In its 90th Year, Charleston’s Board of Architectural Review Encounters New Challenges
preservation-admin , October 13, 2021
Map of the original boundaries of the Old and Historic District, established 1931. Since then, the district and purview of the BAR has expanded to cover the majority of historic resources on the Charleston peninsula.
By Erin Minnigan and Brian Turner
On October 13, 1931 Charleston City Council adopted the landmark ordinance that created the Board of Architectural Review (BAR). For the last 90 years the BAR has been charged with safeguarding the integrity and character of Charleston’s historic districts. It has a particularly unique and important legacy as the first government body of its kind in the United States. When created in 1931, no city had passed legislation to regulate property on the basis of historic value. Subsequently, the BAR laid the foundation for hundreds, if not thousands, of comparable ordinances in effect throughout America today. The Preservation Society (PSC) was instrumental in persuading the City to adopt the 1931 Ordinance, and today continues to stand up in defense of the BAR and integrity of the design review process.
Over time the Board’s authority has gained considerable strength. Changes starting in 1959 have expanded areas of the City under the Board’s protection, added professional staff, and given it more authority over demolitions, alterations, and new construction. It has transitioned its emphasis from a purely building by building approach to place more focus on maintaining the sense of place felt in Charleston’s neighborhoods.
In 2017, the City of Charleston amended the BAR ordinance in response to Circuit Court Judge J.C. Nicholson’s decision in a case challenging the BAR’s denial of the redevelopment of the Sergeant Jasper site. The court held that, while the ordinance is not unconstitutionally vague, it is “silent as to the standards the BAR used” in denying the design of the proposed building.
The City’s responsive action was significant, adding specific elements by which new construction projects are considered for appropriateness; (1) height; (2) scale; (3) mass; and (4) architectural direction. The City also adopted a set of design principles, which help guide the BAR’s review to ensure new construction is informed by and compatible with Charleston’s unique architectural character in regard to style, form, proportion and material. Finally, in 2017, the BAR was split into two review Boards to consider projects greater than and less than 10,000 square feet, respectively, and redesigned the height districts to be measured in stories.

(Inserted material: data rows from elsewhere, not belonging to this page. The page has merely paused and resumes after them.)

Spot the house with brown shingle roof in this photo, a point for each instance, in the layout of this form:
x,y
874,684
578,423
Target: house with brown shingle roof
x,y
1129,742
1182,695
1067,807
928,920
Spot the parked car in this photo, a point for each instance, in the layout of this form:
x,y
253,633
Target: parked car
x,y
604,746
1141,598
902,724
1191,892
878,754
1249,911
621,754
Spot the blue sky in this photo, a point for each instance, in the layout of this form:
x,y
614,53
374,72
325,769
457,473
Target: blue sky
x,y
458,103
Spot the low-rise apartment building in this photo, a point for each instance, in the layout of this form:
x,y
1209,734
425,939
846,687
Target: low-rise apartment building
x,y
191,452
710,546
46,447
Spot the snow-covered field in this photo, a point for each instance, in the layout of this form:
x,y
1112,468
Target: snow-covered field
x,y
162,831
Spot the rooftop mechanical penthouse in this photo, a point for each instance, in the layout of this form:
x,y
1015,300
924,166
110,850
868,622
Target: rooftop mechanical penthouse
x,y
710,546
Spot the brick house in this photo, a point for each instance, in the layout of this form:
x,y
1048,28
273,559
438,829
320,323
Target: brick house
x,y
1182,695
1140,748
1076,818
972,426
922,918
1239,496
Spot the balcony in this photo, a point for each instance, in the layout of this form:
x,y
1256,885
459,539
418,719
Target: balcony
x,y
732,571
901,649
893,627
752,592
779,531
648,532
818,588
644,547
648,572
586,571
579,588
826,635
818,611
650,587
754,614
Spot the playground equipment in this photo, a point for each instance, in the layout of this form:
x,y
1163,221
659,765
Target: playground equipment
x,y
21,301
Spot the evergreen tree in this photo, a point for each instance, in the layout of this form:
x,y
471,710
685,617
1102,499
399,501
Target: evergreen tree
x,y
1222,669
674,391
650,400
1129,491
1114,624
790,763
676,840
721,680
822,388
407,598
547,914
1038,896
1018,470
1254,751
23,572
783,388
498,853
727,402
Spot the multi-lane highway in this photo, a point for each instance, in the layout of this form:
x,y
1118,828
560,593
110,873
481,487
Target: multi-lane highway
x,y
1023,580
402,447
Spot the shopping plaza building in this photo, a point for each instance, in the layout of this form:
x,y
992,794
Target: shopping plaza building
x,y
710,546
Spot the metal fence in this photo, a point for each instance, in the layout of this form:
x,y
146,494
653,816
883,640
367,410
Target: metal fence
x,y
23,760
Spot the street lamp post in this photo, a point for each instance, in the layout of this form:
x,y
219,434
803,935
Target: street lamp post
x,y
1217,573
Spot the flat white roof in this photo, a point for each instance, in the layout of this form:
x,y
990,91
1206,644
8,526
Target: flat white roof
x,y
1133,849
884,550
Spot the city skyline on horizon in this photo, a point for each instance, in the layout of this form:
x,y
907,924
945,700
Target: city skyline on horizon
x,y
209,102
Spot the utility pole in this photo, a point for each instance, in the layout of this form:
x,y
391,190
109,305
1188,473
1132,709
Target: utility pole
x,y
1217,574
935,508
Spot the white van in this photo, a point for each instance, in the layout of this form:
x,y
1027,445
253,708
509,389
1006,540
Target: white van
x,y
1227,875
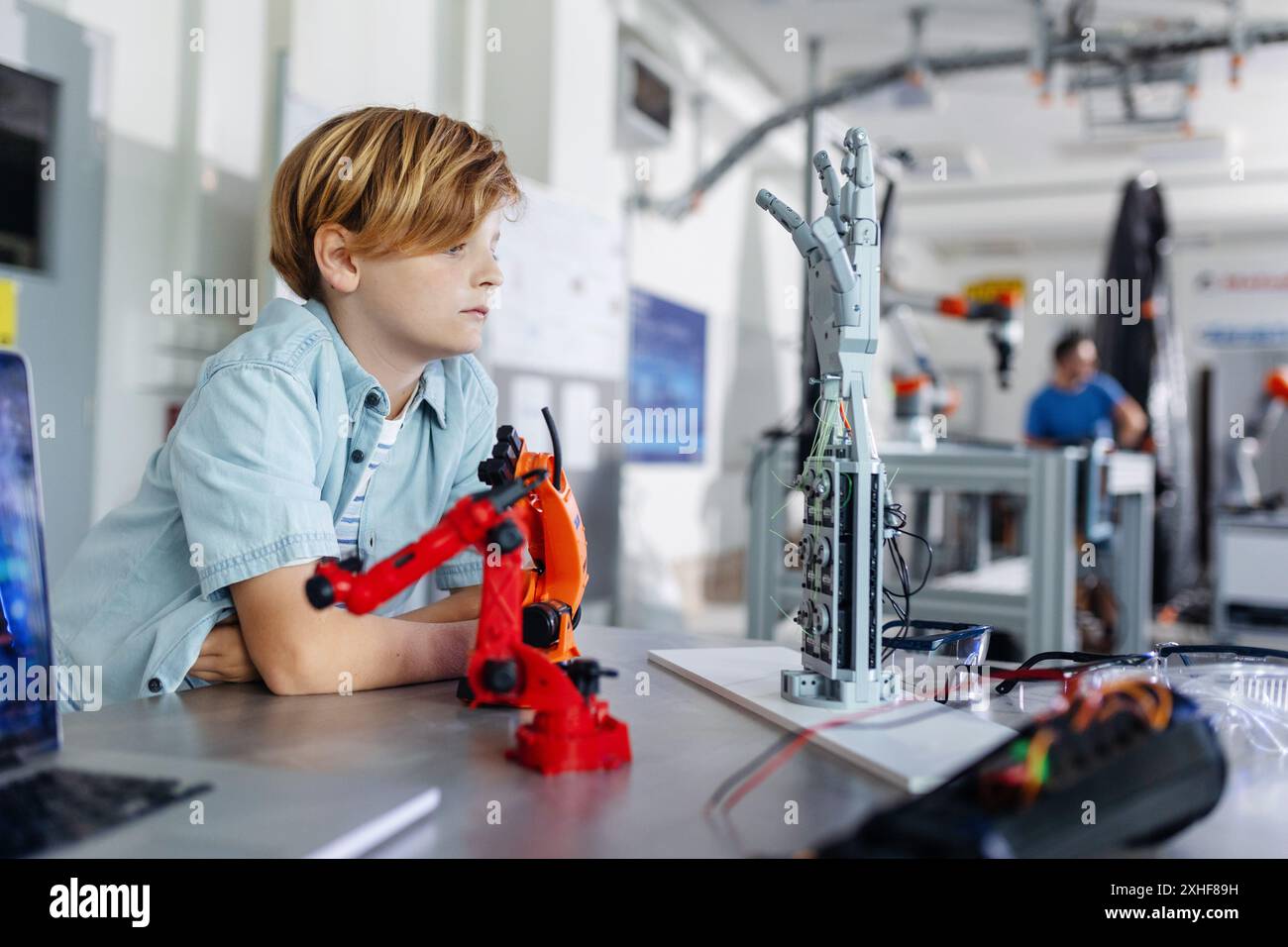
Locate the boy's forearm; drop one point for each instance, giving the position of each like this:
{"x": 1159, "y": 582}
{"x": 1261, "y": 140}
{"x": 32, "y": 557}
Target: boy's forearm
{"x": 462, "y": 604}
{"x": 370, "y": 651}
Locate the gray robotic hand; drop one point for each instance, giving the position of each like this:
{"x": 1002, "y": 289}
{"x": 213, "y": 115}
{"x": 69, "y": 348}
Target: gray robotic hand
{"x": 842, "y": 249}
{"x": 842, "y": 478}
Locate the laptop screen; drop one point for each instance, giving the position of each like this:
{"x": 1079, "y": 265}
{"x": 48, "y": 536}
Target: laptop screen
{"x": 29, "y": 712}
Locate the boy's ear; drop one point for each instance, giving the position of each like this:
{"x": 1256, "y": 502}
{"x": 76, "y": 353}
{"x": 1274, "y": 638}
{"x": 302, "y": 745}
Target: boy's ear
{"x": 336, "y": 265}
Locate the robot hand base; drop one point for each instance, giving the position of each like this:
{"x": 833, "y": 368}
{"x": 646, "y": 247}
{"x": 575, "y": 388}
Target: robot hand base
{"x": 819, "y": 690}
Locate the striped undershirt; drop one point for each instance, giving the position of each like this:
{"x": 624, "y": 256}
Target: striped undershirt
{"x": 347, "y": 528}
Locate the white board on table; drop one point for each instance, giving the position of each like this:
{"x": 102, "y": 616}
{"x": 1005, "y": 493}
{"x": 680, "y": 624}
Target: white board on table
{"x": 917, "y": 758}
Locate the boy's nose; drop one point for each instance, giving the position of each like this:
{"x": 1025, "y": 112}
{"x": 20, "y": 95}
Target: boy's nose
{"x": 490, "y": 274}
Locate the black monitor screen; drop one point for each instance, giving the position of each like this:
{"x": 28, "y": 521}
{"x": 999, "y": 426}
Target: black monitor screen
{"x": 29, "y": 711}
{"x": 26, "y": 169}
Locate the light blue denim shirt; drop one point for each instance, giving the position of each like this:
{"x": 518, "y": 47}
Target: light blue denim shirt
{"x": 254, "y": 475}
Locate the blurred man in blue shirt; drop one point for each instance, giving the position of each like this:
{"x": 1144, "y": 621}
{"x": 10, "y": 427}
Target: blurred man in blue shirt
{"x": 1080, "y": 403}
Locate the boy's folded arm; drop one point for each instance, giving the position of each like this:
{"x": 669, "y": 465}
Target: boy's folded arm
{"x": 300, "y": 650}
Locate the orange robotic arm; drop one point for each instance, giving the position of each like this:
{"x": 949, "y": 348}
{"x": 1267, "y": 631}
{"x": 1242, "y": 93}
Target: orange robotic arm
{"x": 557, "y": 541}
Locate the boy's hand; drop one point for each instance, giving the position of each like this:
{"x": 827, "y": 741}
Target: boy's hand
{"x": 223, "y": 656}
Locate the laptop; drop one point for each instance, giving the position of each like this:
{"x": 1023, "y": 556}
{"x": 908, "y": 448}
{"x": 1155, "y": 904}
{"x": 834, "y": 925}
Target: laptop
{"x": 82, "y": 801}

Fundamentally, these revisions are intended to ensure fairness among proposals. Each applicant, no matter whether they have done work in Charleston in the past or not, can review the ordinance to understand the specific standards by which their projects will be reviewed. Also, the Board split added another important safeguard to ensure that projects are judged fairly, particularly for larger projects that benefit from an authoritative group familiar with large-scale new construction.
The Ordinance revisions, including the BAR Principles and Height Districts, are also intended to provide greater predictability for the size and quality of new buildings in the historic district, and in many ways have led to an improved BAR process. Yet, the push for bigger buildings continues unabated. The 2017 changes also granted applicants the ability to achieve additional height based on “architectural merit.”. Defined as “a project that reflects exemplary architectural and urban design, utilizes the highest level of materials and finishes and contributes to the public realm,” architectural merit has been a subject of debate and interpretation by the various parties involved in the process. For the majority of major new buildings proposed in recent years, developers have tried to utilize this provision to maximize their entitlements without providing the high standards the Board considers to be “exemplary.” Perhaps the foremost example of this is the recent proposal for 295 Calhoun Street, an eight-story mixed-use building twice denied by the BAR-L in April and August of this year.

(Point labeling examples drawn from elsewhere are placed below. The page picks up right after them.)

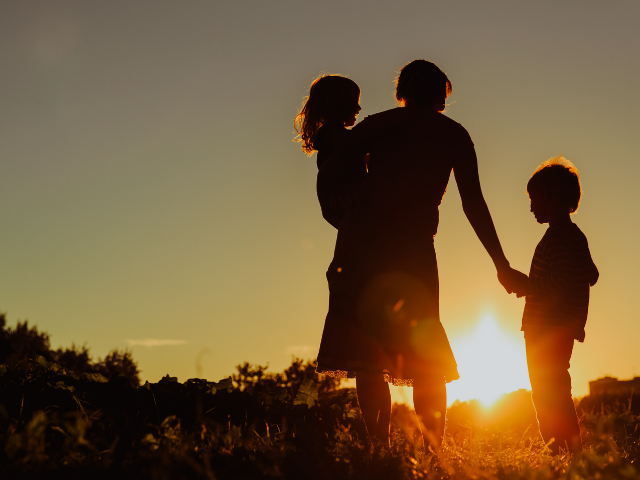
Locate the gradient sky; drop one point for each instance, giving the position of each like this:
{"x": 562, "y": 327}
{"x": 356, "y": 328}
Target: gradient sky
{"x": 150, "y": 188}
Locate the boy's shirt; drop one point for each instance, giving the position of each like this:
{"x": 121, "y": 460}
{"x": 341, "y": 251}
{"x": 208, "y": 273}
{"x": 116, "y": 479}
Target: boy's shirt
{"x": 561, "y": 274}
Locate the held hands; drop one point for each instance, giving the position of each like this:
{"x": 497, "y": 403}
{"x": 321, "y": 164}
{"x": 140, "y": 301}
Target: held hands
{"x": 513, "y": 281}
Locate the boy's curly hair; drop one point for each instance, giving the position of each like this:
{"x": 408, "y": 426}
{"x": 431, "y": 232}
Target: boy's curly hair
{"x": 558, "y": 176}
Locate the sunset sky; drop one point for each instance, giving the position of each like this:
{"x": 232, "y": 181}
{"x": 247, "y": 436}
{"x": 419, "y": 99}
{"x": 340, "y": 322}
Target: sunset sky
{"x": 151, "y": 196}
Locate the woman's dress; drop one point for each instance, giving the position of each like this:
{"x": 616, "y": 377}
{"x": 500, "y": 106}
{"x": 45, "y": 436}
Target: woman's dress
{"x": 384, "y": 318}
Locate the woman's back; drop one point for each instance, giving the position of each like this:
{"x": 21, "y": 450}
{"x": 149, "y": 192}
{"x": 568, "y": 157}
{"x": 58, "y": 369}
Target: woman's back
{"x": 412, "y": 153}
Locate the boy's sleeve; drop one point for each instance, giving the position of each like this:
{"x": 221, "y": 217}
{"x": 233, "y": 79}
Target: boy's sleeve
{"x": 568, "y": 267}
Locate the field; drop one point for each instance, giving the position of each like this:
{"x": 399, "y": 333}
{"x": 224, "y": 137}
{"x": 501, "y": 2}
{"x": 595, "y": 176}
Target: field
{"x": 290, "y": 425}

The out-of-town project team put forth a design that was overly massive for the site, out of scale with the adjacent historic context, and unrelated to Charleston’s unique character, yet included a request for an additional floor based on architectural merit. After being turned down by the BAR-L most recently, the owner decided to sue the City to appeal the Board’s decision, rather than committing to redesigning the building to be more compatible with the site and context. We are encouraged that the City responded to the news of the lawsuit with an expression of strong confidence in the BAR. In a recent, City Paper article a spokesman for the Mayor commented, “we believe that the BAR is stronger today than it’s been in many years and that it will continue to protect our city for generations to come.”
While the PSC may not always agree with BAR decisions, its authority is fundamental to why Charleston continues to be one of the best-preserved and unique historic cities in the country. As Charleston becomes an increasingly desirable place to live and invest in, the BAR has come under tremendous pressure as development explodes across the peninsula. The PSC stands firmly behind the authority of the BAR and will be pressing the City to defend the Board’s ability to turn down inappropriate proposals, especially as the 295 Calhoun case progresses.